Multi-modal brain age estimation: a comparative study confirms the importance of microstructure

Brain age inferred from neuroimaging data could reveal important information about the evolution of structural and functional cerebral features across the life span. This has important implications for understanding healthy aging and for identifying Imaging-Derived Phenotypes (IDPs) that characterise age-related neurodegenerative illnesses, such as Alzheimer’s and Parkinson’s disease. The so-called brain age delta refers to the difference between image-derived brain age and chronological age. Accelerated aging (positive delta) or resilience to aging (negative delta) have been found to be useful correlates of factors such as disease and cognitive decline. Multiple studies have proposed prediction models using brain IDPs as predictor variables, mostly relying on simple linear regression. However, methodological and population heterogeneity in these studies precludes definitive conclusions regarding the most informative modelling methodologies or predictor IDPs. To provide first hints in this respect, in this paper we propose to address three questions. First, four different state-of-the-art models are ranked based on well-known performance indices (e.g., mean absolute error) using the UK Biobank brain MRI data in different single/multi-modal settings.
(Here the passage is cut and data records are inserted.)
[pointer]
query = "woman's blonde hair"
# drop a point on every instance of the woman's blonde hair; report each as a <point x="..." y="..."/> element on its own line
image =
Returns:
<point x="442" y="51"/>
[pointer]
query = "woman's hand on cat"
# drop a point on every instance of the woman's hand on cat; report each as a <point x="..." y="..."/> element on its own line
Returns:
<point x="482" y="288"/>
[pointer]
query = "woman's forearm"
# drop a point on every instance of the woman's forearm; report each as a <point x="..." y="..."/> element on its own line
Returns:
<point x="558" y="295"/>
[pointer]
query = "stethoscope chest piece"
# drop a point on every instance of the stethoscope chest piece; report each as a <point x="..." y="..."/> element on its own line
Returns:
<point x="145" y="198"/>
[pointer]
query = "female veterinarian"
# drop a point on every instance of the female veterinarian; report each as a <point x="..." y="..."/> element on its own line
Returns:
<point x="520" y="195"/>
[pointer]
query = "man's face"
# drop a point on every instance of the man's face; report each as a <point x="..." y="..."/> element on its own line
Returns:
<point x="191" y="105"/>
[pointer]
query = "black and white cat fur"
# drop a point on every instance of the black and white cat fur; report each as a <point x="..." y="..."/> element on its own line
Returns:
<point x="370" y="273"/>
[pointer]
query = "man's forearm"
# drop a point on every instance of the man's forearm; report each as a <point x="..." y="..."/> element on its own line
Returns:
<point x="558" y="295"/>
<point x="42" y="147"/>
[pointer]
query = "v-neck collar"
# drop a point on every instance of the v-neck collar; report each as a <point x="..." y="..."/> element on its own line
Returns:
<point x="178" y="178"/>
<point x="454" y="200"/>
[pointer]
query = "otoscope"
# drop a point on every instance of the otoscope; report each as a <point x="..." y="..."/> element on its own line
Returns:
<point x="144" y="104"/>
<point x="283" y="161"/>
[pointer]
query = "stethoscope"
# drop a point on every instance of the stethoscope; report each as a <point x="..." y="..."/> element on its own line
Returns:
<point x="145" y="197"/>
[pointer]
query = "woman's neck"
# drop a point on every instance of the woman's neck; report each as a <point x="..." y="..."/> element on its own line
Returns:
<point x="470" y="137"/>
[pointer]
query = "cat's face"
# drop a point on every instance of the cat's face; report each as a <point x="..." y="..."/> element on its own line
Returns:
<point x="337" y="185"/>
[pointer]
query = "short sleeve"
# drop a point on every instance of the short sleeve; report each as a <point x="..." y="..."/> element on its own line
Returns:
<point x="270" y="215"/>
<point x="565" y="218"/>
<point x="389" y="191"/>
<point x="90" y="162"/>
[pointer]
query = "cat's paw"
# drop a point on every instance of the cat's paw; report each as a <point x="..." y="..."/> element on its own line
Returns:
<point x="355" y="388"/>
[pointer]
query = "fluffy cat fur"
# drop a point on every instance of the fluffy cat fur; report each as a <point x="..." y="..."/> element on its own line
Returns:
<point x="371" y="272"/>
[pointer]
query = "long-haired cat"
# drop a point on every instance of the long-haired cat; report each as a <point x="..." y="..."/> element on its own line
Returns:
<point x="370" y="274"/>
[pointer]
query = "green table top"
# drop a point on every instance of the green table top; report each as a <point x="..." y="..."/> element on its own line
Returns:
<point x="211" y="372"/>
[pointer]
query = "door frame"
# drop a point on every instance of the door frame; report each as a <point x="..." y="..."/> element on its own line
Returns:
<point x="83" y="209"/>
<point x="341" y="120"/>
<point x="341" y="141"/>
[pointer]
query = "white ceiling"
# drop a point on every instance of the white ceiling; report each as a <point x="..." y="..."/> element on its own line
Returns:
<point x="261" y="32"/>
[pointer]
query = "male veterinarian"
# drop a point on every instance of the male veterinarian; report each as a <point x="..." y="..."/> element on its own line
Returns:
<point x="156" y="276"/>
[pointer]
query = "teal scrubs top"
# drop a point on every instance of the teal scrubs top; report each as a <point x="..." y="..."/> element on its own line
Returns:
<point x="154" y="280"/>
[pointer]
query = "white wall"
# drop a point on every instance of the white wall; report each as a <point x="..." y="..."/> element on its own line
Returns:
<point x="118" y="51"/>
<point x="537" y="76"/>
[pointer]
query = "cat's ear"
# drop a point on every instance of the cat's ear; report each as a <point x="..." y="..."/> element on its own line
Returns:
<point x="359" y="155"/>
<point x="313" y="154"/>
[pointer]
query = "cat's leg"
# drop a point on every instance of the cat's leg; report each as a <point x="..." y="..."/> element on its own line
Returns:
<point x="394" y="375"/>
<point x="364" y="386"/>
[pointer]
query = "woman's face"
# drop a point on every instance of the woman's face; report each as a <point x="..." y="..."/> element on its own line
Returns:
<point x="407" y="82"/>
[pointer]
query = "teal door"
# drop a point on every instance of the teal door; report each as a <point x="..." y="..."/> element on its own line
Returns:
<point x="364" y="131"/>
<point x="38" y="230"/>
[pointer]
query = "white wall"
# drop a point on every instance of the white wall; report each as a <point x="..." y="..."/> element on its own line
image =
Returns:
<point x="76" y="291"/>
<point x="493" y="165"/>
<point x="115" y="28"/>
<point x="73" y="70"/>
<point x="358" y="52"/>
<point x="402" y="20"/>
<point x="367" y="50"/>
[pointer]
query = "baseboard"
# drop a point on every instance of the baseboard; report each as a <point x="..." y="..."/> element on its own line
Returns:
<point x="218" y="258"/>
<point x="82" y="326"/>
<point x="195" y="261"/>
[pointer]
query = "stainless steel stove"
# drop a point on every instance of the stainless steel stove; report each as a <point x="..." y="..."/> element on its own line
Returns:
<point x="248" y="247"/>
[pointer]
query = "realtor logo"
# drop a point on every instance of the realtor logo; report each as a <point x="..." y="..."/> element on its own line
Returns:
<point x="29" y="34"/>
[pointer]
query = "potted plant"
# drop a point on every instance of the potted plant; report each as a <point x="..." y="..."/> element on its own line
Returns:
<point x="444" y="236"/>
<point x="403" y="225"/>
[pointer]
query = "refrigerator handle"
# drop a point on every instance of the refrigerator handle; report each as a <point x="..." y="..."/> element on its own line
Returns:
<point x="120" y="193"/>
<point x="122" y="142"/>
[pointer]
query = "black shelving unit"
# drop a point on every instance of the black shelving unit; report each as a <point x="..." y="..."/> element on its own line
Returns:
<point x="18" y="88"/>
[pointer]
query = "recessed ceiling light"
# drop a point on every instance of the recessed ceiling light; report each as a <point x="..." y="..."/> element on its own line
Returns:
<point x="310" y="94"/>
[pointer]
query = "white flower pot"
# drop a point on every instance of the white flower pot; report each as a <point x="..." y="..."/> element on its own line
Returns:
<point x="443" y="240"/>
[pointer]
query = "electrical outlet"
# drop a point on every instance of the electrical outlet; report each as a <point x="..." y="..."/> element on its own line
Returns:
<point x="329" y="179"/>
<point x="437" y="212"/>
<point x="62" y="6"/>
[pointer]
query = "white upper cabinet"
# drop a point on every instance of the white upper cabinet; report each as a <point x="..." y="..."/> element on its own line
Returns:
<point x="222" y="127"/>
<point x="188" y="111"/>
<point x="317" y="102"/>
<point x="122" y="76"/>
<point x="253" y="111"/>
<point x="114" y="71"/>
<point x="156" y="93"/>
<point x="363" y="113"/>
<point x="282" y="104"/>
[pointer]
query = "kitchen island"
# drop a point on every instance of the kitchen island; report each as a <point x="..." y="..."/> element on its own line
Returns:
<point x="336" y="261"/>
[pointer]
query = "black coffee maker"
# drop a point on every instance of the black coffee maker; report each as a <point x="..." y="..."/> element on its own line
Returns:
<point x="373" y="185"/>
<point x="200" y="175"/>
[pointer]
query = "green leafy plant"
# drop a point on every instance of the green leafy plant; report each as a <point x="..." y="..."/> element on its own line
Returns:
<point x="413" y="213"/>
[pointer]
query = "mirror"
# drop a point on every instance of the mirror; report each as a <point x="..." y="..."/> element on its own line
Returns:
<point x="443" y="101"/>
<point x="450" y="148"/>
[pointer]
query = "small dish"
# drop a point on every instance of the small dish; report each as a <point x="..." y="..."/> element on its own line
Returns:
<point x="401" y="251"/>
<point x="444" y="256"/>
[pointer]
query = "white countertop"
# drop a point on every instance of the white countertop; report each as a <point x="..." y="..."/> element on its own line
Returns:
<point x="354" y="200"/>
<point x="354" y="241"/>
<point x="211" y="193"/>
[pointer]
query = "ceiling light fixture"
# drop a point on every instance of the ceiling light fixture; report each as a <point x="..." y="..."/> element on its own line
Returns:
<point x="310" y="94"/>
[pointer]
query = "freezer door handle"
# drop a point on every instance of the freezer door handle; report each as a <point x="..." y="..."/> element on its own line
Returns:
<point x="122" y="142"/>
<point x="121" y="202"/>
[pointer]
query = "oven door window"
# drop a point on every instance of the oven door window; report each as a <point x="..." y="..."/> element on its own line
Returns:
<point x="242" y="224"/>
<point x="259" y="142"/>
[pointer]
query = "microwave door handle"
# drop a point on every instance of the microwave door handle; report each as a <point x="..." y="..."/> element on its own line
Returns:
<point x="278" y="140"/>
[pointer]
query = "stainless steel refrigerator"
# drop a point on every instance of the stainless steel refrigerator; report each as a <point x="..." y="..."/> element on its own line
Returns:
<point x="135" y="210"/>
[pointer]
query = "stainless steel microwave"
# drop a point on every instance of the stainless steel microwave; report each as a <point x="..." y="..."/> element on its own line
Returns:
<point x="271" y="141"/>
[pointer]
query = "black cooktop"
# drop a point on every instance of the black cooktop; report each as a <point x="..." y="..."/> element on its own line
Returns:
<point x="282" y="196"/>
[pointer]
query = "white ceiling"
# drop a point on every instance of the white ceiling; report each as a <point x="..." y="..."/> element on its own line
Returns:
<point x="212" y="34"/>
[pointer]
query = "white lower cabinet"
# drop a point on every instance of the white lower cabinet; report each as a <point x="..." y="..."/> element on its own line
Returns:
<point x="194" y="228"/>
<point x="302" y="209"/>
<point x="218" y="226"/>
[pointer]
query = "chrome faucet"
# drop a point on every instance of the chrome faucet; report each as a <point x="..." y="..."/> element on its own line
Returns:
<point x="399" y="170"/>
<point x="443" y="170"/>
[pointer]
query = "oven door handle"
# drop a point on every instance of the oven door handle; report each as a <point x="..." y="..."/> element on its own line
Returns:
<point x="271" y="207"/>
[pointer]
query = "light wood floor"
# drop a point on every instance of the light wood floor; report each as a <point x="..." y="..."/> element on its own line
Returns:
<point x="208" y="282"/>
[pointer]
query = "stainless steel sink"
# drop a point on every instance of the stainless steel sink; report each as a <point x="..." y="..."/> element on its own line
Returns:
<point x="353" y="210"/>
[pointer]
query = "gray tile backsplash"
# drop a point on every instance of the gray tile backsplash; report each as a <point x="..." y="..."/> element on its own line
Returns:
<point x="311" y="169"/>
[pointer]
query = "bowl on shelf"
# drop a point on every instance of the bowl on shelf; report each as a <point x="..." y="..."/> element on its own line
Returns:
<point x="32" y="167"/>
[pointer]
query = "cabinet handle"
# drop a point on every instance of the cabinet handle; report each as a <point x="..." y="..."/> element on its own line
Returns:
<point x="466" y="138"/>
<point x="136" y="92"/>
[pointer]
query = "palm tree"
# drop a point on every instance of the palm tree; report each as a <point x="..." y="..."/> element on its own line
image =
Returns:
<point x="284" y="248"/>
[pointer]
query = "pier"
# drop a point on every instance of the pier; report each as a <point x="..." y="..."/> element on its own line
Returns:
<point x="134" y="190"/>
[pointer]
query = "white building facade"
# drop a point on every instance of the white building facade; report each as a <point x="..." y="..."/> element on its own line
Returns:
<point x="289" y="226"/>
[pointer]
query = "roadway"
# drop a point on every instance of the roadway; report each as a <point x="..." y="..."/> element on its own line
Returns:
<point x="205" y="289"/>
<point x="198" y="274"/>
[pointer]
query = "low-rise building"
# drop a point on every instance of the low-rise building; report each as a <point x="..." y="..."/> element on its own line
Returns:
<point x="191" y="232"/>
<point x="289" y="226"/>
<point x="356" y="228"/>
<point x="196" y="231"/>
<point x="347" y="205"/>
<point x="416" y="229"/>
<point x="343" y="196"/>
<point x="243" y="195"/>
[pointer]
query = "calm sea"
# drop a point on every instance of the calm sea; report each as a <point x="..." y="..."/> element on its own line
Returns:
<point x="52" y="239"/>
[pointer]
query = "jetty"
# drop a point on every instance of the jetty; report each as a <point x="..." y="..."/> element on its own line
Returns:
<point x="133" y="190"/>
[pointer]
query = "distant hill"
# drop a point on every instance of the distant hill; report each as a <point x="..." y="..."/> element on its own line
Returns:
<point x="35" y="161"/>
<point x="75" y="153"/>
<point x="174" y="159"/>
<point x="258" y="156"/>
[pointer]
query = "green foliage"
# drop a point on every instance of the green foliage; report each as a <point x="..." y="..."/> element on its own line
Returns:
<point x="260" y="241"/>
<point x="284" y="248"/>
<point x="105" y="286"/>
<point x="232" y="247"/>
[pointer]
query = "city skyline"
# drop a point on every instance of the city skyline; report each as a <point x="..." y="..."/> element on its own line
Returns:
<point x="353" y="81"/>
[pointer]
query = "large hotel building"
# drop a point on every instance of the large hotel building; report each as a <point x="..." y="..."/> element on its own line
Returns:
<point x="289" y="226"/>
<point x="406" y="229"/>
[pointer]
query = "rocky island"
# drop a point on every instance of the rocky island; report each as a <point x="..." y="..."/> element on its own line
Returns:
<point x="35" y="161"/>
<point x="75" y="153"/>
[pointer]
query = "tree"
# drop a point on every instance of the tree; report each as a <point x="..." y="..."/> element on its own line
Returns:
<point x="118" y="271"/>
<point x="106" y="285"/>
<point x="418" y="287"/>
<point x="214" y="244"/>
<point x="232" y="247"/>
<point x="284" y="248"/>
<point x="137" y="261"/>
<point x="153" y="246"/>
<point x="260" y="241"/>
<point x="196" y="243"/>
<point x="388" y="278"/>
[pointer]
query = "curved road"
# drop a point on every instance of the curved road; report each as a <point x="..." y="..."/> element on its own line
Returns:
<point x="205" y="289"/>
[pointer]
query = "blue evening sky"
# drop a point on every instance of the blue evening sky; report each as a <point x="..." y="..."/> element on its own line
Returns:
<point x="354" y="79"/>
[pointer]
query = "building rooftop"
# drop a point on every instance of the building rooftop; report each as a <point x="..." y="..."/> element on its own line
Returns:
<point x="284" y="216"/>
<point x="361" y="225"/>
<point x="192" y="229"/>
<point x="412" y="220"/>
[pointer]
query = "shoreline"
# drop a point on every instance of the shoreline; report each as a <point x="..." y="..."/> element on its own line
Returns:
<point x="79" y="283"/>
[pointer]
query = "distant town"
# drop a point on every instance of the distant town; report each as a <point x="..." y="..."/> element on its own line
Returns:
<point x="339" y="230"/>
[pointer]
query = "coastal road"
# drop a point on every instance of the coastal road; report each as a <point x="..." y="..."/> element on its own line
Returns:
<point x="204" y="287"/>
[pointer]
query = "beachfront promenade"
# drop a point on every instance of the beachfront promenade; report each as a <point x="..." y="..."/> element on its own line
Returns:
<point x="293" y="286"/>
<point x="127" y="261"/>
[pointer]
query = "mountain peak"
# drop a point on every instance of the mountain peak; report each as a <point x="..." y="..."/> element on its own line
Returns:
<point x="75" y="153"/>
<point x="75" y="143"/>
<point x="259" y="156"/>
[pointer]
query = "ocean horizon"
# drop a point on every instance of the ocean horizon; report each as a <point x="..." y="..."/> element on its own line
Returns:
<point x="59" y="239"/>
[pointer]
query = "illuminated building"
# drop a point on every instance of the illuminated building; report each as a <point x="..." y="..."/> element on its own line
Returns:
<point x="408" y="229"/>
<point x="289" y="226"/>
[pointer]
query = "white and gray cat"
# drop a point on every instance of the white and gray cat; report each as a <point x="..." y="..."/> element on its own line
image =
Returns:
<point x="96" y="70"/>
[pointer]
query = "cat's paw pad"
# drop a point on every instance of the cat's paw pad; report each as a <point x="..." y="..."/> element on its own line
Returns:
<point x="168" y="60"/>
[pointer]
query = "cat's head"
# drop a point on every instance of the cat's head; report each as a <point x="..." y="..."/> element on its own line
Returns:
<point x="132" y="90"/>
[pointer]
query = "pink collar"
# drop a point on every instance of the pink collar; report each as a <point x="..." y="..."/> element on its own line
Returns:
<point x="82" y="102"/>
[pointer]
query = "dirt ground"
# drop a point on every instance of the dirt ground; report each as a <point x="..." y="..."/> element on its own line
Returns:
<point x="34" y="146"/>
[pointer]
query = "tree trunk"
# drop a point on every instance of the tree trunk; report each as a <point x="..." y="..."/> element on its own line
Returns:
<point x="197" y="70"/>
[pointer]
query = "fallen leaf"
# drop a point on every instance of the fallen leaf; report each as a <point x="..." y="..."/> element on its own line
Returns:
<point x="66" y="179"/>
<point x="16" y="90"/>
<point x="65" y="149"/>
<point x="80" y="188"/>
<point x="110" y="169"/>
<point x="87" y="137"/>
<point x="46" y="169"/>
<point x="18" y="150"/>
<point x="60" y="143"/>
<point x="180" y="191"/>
Second, for the best model, the association with individual IDPs are calculated to identify those that could play a prominent role in the aging process. Third, associations with non-brain variables are assessed as a first step towards a holistic approach. Our findings demonstrate a prominent role for dMRI IDPs in reducing the mean absolute error and rank high in the association study, dominating the first ten positions and being preceded only by three structural measures that are known to be related to the aging process. This provides evidence of the potential of dMRI IDPs as biomarkers of aging in health and disease.